Economics: What are we to make of the new pay deal? According to media reports, the draft agreement provides for a 10 per cent pay increase phased over 27 months. Initial reaction, from the union side, has been favourable with union leaders describing it as one of the best ever.
The employer side has been a bit more downbeat. Employers' body Ibec has characterised the deal as one that is "at the very limit of what the country can afford".
The relevance of the deal will vary considerably across sectors. While it is probably going too far to suggest that it will be wholly irrelevant to the private sector, the evidence indicates that pay there is fundamentally determined by market forces. Pay norms that are hammered out in Government Buildings may have some influence in the short term, but ultimately it is the forces of supply and demand that shape private sector wages.
Indeed, the notion that wage increases can be squeezed into a one-size-fits-all corset across the board in a dynamic market economy is more than a little daft.
In contrast, the deal will be universally applied across the public sector. So, all public servants can expect that, on foot of this deal, their pay will be 10 per cent (10.4 per cent to be precise) higher in September 2008 than it is now. Of course, for many if not most of them, pay will be increasing over this period for one or two other reasons.
First of all, there is the often overlooked matter of incremental scales, the effect of which is to automatically raise pay every year, typically by something in the range of 3-5 per cent. Second, there is the benchmarking process: the second benchmarking report is due for publication before the end of 2007, and it seems unlikely that it won't contain recommendations for additional pay increases to at least some public sector grades.
Taking all of this into account, a 10 per cent basic pay rise over 27 months, which equates to an annualised rate of increase of 4.5 per cent, does not seem ungenerous on the face of it. Quite how good it turns out to be will depend on how inflation evolves.

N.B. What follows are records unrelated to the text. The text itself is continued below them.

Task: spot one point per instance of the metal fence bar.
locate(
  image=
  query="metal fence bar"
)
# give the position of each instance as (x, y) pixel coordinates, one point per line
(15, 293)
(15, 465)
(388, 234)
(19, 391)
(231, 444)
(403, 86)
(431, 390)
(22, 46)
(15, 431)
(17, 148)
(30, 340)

The first thing it is worth saying here is that, had the deal been done last December, the agreed pay rise would almost certainly have been lower. The reason is that the reported annual inflation rate has accelerated markedly in the intervening period, from 2.5 per cent then to 3.8 per cent in April, and the latter figure is likely to have exerted some influence, even if mistakenly, on the parties' expectations of how inflation will behave going forward.
This prompts the question of why the annual inflation rate has accelerated so sharply. An obvious culprit is interest rates, which were raised twice between December and April. The resultant increase in the cost of servicing mortgages added 0.5 percentage points to the annual inflation rate. Stripping out this effect, there is still a marked acceleration evident however: the annual rate of increase in the consumer price index excluding mortgages went from 1.9 per cent in December to 2.7 per cent in April.
Why was this? Some commentators have suggested that it was because of the behaviour of energy prices and the prices of services. Actually, these explanations are entirely incorrect. The rates of energy and service price inflation were essentially unchanged between December and April.
In fact, one of the sources of upward pressure on the inflation rate over this period was the humble spud. Potato prices are notoriously volatile: in December they were 3 per cent below their year earlier level; by April they were 26 per cent above. The behaviour of potato prices, together with the prices of a small range of other fresh foodstuffs that are also notably volatile, was such as to add 0.3 percentage points to the annual inflation rate in the first four months of the year.
Another significant source of upward pressure on the annual inflation rate over this period, perhaps accounting for 0.4 percentage points of the acceleration, was the behaviour of traded goods' prices (that is, the price of imports).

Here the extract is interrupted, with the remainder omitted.